A few months after taking power in April 2018, PM Abiy suggested to the world that countries in the Horn could share out diplomatic roles across the world to save on costs, and push a common agenda to the world.

“There is no need to have a foreign Embassy in Switzerland for each of East African countries. We can share because we are poor,” he told the World Economic Forum in Davos in January 2019.

“We have to allocate that resources to change the lives of our society. We are working towards integration of the region.”

Abiy whose rallying call has been Medemer, Amharic for synergy or pooling together, has argued Ethiopia’s reform platform banks on a vibrant democracy, economic vitality and regional integration and openness to the world.

“There is no need to have different armies in Ethiopia Eritrea, Djibouti … I don’t believe in this.”

‘Internal affair’

Fast forward to 2021, realities in the region and local politics may have cancelled out the idea of a common pool of diplomats.

But the financial cost ensured Abiy has to cut to half the number of embassies across the world.

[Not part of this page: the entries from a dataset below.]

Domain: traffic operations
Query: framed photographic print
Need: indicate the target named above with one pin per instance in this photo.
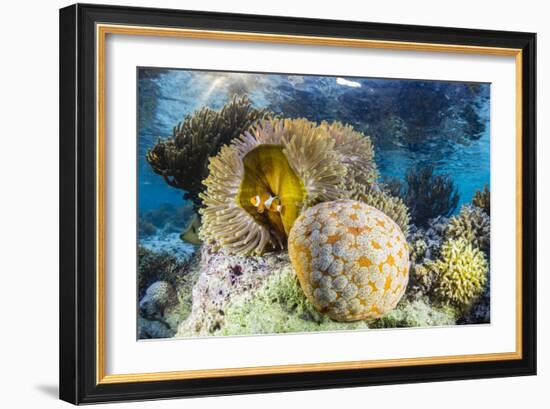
(257, 203)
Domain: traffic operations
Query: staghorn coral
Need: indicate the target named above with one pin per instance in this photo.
(158, 297)
(182, 159)
(223, 277)
(417, 313)
(460, 274)
(428, 195)
(190, 231)
(390, 205)
(482, 199)
(351, 259)
(294, 160)
(473, 225)
(153, 266)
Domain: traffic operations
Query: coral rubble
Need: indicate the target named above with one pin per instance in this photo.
(297, 161)
(473, 225)
(482, 199)
(429, 195)
(351, 259)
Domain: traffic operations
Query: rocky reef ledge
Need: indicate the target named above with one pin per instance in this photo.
(244, 295)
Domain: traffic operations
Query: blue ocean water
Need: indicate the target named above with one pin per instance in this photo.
(411, 122)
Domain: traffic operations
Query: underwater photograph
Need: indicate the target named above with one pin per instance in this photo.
(291, 203)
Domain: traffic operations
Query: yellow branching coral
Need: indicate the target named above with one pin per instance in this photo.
(460, 273)
(259, 184)
(390, 205)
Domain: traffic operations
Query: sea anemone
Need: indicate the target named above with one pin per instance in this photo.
(351, 259)
(357, 154)
(287, 165)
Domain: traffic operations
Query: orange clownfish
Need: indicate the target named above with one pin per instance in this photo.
(266, 201)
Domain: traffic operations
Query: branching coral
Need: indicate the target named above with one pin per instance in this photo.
(357, 154)
(482, 199)
(460, 273)
(472, 225)
(295, 161)
(182, 159)
(390, 205)
(429, 195)
(351, 259)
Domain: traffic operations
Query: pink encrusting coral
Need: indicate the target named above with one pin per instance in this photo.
(351, 259)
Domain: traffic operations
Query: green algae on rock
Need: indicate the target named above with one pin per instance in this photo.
(351, 259)
(460, 273)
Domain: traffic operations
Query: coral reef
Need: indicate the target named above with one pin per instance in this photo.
(182, 159)
(482, 199)
(429, 195)
(278, 306)
(296, 161)
(166, 218)
(417, 313)
(473, 225)
(357, 154)
(460, 274)
(190, 232)
(153, 266)
(351, 259)
(152, 329)
(392, 206)
(222, 277)
(158, 297)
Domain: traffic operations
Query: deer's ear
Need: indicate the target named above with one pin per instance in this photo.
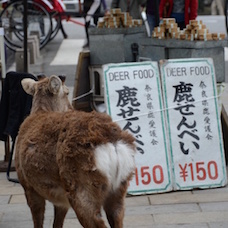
(28, 85)
(54, 84)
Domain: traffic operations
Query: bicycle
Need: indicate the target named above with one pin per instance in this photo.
(44, 17)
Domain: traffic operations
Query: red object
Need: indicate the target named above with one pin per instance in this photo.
(189, 14)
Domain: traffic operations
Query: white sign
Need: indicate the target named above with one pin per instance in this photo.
(193, 120)
(134, 100)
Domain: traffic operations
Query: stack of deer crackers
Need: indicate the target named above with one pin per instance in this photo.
(195, 30)
(118, 19)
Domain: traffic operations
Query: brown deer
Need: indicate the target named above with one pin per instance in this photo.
(72, 158)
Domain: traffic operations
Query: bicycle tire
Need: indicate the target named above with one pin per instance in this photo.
(39, 20)
(226, 15)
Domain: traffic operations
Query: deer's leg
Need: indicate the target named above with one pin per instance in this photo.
(60, 214)
(37, 207)
(114, 206)
(87, 207)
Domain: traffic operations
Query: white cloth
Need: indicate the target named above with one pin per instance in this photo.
(92, 9)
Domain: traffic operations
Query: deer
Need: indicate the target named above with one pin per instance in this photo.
(74, 159)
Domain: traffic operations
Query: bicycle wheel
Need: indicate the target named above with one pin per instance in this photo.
(39, 20)
(226, 15)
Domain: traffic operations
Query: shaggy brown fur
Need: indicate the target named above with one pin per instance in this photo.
(63, 157)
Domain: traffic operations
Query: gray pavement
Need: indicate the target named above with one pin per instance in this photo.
(183, 209)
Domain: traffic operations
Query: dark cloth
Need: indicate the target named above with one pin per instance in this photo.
(15, 104)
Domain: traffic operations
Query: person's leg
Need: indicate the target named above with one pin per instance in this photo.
(220, 7)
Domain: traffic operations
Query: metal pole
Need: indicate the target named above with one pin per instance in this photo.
(25, 22)
(157, 18)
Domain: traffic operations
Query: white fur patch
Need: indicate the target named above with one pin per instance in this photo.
(115, 161)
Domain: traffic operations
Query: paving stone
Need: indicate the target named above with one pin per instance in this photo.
(20, 198)
(137, 200)
(199, 225)
(218, 225)
(187, 197)
(4, 199)
(156, 209)
(191, 218)
(138, 221)
(171, 197)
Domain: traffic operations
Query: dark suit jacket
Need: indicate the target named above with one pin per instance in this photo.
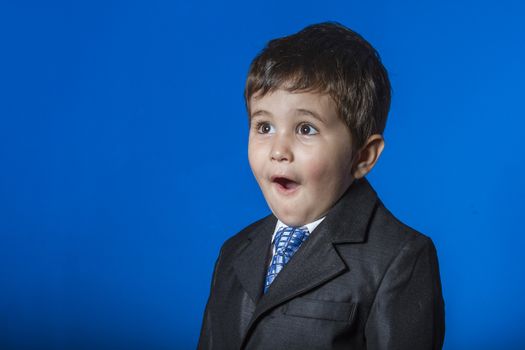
(362, 280)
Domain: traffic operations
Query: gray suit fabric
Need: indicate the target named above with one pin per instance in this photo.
(363, 280)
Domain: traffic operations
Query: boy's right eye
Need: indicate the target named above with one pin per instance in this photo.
(265, 128)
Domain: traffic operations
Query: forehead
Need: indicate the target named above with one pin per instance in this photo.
(283, 101)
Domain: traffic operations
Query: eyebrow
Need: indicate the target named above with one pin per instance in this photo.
(298, 112)
(260, 113)
(301, 111)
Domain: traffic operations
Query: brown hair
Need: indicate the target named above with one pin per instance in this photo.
(327, 58)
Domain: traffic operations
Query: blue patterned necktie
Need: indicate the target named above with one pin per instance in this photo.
(287, 241)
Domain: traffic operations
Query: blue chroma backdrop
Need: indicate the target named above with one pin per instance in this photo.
(124, 166)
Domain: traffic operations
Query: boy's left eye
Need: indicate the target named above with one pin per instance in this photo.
(306, 129)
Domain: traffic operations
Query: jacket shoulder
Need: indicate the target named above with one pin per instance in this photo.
(236, 242)
(393, 235)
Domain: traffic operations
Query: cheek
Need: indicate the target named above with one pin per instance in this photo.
(255, 158)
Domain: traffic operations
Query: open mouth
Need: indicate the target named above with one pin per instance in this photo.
(284, 184)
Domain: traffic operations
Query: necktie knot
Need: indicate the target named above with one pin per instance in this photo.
(287, 241)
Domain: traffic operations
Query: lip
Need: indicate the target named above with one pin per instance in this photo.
(284, 185)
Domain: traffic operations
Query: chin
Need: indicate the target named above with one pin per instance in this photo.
(291, 220)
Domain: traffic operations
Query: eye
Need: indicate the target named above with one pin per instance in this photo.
(265, 128)
(306, 129)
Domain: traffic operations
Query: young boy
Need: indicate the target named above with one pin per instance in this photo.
(331, 267)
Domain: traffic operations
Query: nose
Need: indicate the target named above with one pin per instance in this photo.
(281, 149)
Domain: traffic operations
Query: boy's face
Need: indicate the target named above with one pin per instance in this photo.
(300, 153)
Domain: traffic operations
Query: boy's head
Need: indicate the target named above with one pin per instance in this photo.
(317, 102)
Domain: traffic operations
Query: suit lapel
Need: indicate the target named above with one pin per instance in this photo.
(250, 265)
(317, 261)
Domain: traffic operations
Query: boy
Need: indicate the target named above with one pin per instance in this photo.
(330, 268)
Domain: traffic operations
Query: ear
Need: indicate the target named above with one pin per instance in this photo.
(368, 155)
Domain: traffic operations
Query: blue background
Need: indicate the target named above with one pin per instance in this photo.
(123, 162)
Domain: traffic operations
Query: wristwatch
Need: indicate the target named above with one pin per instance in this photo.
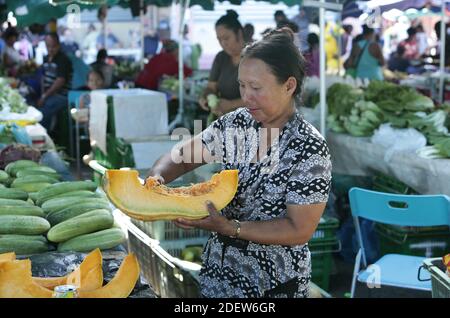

So what if he closes the iconic Kenyan mission, which also handles Ethiopia’s relations with the Comoros and Malawi?

An official at the Ministry of Foreign Affairs in Kenya told the Nation Kenya will stay out of whatever Ethiopia decides as it is an internal affair, but added that relations with Addis Ababa are as cordial as before.

Some analysts, though, saw the move as a reflection of relations in the Horn.

“The effect would be tantamount to severing relations with Kenya,” Dr Ahmed Hashi, an analyst of the Horn of Africa

“I think it is really the worst time for Kenya-Ethiopia relations and it is all about differences in Somalia,” Hashi told the Nation on Monday, reflecting on the two countries’ policies in Somalia.

Soon after Abiy came to power, he abandoned Ethiopia’s Meles-era policy in Somalia, where Addis worked more with federal states than the centre. He would later sign a pact with President Mohamed Farmaajo to develop four ports in Somalia.

That move, analysts argue, ran counter to what Kenya’s stance has been, for example by working with federal states to provide a security buffer to Nairobi.

“It is an earth-shattering development as far as the Horn of Africa’s regional geopolitics is concerned. The two nations’ ties built on a weak Somalia fell apart,” added Dr Abdiwahab Sheikh Abdisamad, a Kenyan Horn of Africa consultant and author on Ethiopia’s political history.

“Abiy’s Ethiopia decided to jettison anti-Somali policies, while Kenya is stuck in its 1960s. Choices have consequences,” he added bluntly.

Cost cutting measures are plausible, he added, but considering that Ethiopia will not be closing embassies in some countries where it has numerous consulates, the actual reasons may be deeper, he argued.

“They probably prefer another country to Kenya and will curtail the Tigray network in Nairobi,” he said referring to the TPLF, which Ethiopia wants to annihilate.